Dosen Ilmu Komunikasi Universitas Muhammadiyah Yogyakarta (UMY) tersebut menyebutkan beberapa poin yang menjadi perhatian utama. Pertama, kasus teror maupun intimidasi yang ditujukan kepada jurnalis majalah Tempo dapat diprioritaskan ditangani secara menyeluruh melalui proses hukum.
Menurutnya, ini berkaitan dengan keberlangsungan dari kemerdekaan pers yang terancam dengan adanya kasus seperti kekerasan fisik maupun teror yang melibatkan kerja-kerja jurnalistik.
“Hal yang harus diprioritaskan adalah penegakan keadilan dan pemulihan bagi korban. Polisi harus menghentikan praktik impunitas dengan tidak melakukan undue delay. Sebaliknya, supremasi hukum harus dijunjung oleh polisi dengan menegakkan undang-undang pers yang menjamin kebebasan jurnalis untuk mengumpulkan, mengolah dan menyebarluaskan berita,” terang Senja.
Dalam petisi tersebut, AKBP menghimbau kepada Dewan Pers untuk menerjunkan Satgas Anti-Kekerasan untuk memastikan agar kasus tersebut diusut tuntas oleh polisi. Pelaku intimidasi dapat dijerat dengan hukum pidana melalui Undang-Undang Pers No. 40 Tahun 1999, pasal 18 ayat 1.
AKBP juga menuntut Kepala Kantor Komunikasi Kepresidenan Hasan Nasbi untuk melakukan permohonan maaf secara terbuka kepada publik. Hasan Nasbi dinilai telah mengeluarkan pernyataan dan komunikasi pemerintah yang buruk dan apatis terhadap ancaman kepada media.

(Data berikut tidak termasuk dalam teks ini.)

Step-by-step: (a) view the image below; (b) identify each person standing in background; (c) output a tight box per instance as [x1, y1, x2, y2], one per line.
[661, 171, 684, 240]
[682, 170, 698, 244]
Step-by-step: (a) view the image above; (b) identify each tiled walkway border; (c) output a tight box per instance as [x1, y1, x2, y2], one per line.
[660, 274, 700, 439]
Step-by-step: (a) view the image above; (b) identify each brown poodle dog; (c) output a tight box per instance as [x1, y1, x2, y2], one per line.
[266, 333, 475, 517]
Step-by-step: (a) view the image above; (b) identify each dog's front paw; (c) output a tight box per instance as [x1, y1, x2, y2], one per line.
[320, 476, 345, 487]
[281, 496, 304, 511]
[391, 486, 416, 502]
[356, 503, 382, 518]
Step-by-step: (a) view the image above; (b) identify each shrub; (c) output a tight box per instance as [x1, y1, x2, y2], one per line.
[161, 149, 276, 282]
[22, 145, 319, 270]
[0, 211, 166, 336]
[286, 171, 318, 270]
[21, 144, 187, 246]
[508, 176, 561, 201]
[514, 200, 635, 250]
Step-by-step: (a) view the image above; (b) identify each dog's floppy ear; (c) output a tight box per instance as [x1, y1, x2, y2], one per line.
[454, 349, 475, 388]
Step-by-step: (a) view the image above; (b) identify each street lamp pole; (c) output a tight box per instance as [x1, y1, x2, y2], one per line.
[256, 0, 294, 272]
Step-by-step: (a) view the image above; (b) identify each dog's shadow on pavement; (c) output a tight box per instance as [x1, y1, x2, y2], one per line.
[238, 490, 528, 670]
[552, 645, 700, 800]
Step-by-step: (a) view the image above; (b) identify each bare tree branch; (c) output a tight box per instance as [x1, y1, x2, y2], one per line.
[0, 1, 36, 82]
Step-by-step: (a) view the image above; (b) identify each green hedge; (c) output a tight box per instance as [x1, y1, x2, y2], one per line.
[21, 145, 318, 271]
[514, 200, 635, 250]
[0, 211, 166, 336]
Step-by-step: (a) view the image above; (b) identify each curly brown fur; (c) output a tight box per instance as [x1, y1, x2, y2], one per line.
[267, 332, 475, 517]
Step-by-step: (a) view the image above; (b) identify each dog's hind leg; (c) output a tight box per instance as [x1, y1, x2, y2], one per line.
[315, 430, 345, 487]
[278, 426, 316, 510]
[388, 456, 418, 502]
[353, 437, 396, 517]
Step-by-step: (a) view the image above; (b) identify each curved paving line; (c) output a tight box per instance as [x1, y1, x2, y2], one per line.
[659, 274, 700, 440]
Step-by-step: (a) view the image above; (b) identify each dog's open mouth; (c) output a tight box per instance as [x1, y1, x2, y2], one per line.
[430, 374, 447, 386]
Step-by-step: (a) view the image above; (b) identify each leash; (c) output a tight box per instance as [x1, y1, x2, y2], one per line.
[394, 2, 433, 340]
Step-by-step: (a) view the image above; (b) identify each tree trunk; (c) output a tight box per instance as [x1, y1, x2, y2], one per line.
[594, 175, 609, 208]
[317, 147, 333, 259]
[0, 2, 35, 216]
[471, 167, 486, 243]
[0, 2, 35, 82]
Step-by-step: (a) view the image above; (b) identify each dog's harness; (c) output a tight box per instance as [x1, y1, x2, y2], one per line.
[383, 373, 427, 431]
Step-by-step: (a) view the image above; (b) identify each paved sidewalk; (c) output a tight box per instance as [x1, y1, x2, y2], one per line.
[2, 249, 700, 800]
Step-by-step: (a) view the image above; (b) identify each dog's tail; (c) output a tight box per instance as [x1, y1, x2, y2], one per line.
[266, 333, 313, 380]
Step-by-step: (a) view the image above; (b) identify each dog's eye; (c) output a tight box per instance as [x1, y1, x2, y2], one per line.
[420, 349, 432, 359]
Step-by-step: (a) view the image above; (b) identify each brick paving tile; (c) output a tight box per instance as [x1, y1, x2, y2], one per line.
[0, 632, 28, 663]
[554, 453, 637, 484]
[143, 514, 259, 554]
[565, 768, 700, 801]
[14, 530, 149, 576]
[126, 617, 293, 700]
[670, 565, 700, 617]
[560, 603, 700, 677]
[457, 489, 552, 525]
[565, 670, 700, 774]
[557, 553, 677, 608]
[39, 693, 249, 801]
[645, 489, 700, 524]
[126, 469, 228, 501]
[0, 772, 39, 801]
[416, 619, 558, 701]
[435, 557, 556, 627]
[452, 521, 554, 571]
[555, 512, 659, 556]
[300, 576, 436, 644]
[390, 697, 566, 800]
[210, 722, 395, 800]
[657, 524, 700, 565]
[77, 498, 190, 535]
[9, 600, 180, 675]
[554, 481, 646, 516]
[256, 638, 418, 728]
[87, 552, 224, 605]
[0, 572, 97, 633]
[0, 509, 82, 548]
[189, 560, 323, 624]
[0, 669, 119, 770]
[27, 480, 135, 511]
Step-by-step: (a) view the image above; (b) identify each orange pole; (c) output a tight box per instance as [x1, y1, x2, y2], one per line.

AKBP menilai adanya tendensi sikap dari pemerintah yang meminta media untuk menghadapi intimidasi tanpa perlu pembelaan. Pernyataannya dinilai telah mencederai nurani dan akal sehat publik.
Juru bicara presiden sudah seharusnya memiliki perspektif yang empatik untuk menjamin hak masyarakat yang setara di mata hukum.
Dosen Ilmu Komunikasi Universitas Islam Indonesia, Dian Dwi Anisa.menyatakan, AKBP bersama-sama dengan Tempo dan jurnalis dalam melawan represi politik otoritarian. "Ancaman terhadap jurnalis, aktivis sosial dan mahasiswa di seluruh Indonesia sama halnya dengan ancaman terhadap kebebasan akademik yang sejak akhir periode presiden Joko Widodo menjadi sumber berita,” terang dia. (H-2)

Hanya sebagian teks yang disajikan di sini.